La jeune fille à la guitare accompagnée de son frère aux yeux de jade remontèrent une des grandes artères principales de la cité de Nadu, échangeant le bouillonnement du premier étage et de l'agora aux quartiers résidentiels plus calmes du second. Khemno rêvassa à la vue des magnifiques maisons de pierre, d'argile ou de terre cuite ocre allant du rouge brunâtre jusqu'au jaune sable pour certaines, passant par un orange chaleureux. On pouvait d'ici apercevoir le bâtiment en marbre du conseil dominer la cité de toute sa splendeur. Des femmes en longues robes étaient en train de tisser des vêtements, des toiles et des tapisseries sur le toit ou la terrasse de leur maison, profitant du soleil de l'après-midi tout en gardant de l'œil leurs enfants en train de jouer dans la rue. Il était heureux d'être rentré. Néanmoins, il sentit quelques regards se poser sur eux, et spécialement Terra. Khemno devait l'admettre, sa sœur ne passait vraiment pas inaperçue. Même lui faisait l'effort d'au moins garder ses habits traditionnels quand il revenait à Nadu mais bon, elle faisait partie d'une autre génération et elle était en pleine adolescence. Qui pouvait lui en vouloir pour ça ? Il vit sa sœur en train de le regarder d'un sourire narquois et il sut déjà exactement ce qu'elle allait lui demander.

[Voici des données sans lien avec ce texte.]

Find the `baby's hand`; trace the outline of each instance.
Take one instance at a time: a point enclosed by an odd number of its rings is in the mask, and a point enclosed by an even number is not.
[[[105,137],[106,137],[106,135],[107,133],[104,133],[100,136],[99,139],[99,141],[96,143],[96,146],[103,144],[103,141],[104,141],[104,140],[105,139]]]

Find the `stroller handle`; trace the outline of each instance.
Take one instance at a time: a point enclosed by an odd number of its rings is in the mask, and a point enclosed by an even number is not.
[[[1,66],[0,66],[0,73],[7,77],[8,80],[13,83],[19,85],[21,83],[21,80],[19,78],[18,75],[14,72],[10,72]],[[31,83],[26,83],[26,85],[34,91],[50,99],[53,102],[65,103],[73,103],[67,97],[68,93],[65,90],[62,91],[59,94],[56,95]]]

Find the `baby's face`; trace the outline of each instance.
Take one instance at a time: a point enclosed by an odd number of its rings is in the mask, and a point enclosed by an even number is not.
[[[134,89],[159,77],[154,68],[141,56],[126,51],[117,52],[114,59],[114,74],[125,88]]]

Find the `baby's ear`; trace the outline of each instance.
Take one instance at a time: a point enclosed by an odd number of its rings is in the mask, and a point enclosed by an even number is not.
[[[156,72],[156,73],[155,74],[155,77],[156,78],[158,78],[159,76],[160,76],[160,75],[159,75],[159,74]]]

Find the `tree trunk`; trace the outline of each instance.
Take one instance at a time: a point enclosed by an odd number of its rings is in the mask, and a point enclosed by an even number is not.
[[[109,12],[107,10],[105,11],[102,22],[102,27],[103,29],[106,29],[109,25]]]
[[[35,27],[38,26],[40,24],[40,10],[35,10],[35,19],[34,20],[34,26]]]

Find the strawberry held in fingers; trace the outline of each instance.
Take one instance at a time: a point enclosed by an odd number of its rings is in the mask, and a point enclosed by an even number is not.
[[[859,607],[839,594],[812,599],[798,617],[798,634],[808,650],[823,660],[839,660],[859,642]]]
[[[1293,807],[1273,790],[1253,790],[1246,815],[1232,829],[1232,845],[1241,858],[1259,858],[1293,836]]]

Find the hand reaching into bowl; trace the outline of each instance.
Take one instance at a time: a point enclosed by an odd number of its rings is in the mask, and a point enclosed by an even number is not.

— Non, Terra je n'ai pas oublié, soupira-t-il.
— La saison quatre ?
— La saison quatre ? Elle est déjà sortie ?
Elle blêmit immédiatement.
— QUOI ? TU AS OUBLIÉ ?
Khemno se contenta seulement de sortir une sorte de petite cassette de la poche intérieure de sa veste et la jeta à sa sœur en lui rendant son sourire narquois.
— Ne refais plus jamais ça, râla-t-elle. J'ai presque senti mon cœur s'arrêter. Tu n'as pas commencé sans moi j'espère ?
— Juste le premier épisode.
Elle lui répondit juste d'un regard blasé.
— Ça va, ça va, je plaisantais... détends-toi ma vieille, rigola son frère.
— Tu es lourd. On ne plaisante pas avec "les gardiens invisibles", c'est sacré. Jamais tu ne dois... droite !
Elle tira son frère par la manche, l'entraînant dans une des rues adjacentes.
— On a des trous de mémoire, grand frère ? ricana Terra.
— Absolument pas, c'est toi qui me distrais avec tes enfantillages. Maintenant, c'est encore à droite. Facile.
— Et bien non, c'est la prochaine. Pas si facile que ça apparemment...
— Si c'est facile. Regarde, on y est.
Il sourit à la vue de sa maison d'enfance. Tellement de souvenirs, aussi bons que malheureux, mais la revoir lui remettait chaque fois du baume au cœur. Il était un peu nerveux, comme d'habitude. Cela faisait quand même presque cinq mois qu'ils ne s'étaient plus revus. Il inspira un peu, attendant quelques secondes avant d'ouvrir la porte.
— Khemno est de retour, hurla Terra en rentrant sans aucune retenue.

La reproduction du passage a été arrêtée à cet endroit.